On President's Day, the Montana Legislature's bipartisan Joint Appropriations Subcommittee on Natural Resources and Transportation found over $220 million to fully fund Montana road construction projects.

Subcommittee Chairman Carl Glimm, a Republican from Flathead County, said Governor Bullock's budget originally had cut millions of dollars from infrastructure projects.

"Those projects were reduced by almost 24 percent from the Governor's budget," Glimm said. "We went into our subcommittee with a goal of finding as much money as possible for construction projects to build infrastructure for the taxpayers of the state of Montana without having to raise taxes. We were able to actually get enough to fully reverse the cuts the governor had made in his budget to the legislature."

Glimm said the committee was able to pare down the budget of the Department of Transportation, as well as find funds from other sources, without raising taxes.

"There's no increase in taxes," he said. "It's actually made through efficiencies found in our work. The department had quite a  number of empty or vacant positions  that we eliminated, so we were able to take that money and put it towards construction projects, and we also found significant savings on the administrative side. It's all funding that was meant for the state's special highway fund."

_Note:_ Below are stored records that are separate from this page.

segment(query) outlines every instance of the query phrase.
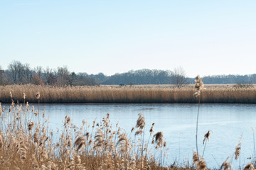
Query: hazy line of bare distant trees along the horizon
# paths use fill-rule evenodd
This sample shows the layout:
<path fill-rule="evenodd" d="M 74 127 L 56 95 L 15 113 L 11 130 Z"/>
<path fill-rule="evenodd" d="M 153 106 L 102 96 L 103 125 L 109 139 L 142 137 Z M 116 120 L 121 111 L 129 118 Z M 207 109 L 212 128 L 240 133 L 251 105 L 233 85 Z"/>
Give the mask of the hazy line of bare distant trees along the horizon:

Glimm said the restoration of funding will be a boon to private sector construction companies over the next two years.

"It's an additional $220 million dollars worth of construction projects that will go out," he said. "That will be welcome news for construction companies across the state because it's 24 percent more than we were going to spend under the governor's proposal. In the first 37 days of the legislature, we were able, through a bipartisan effort, to restore than money to the highway construction fund."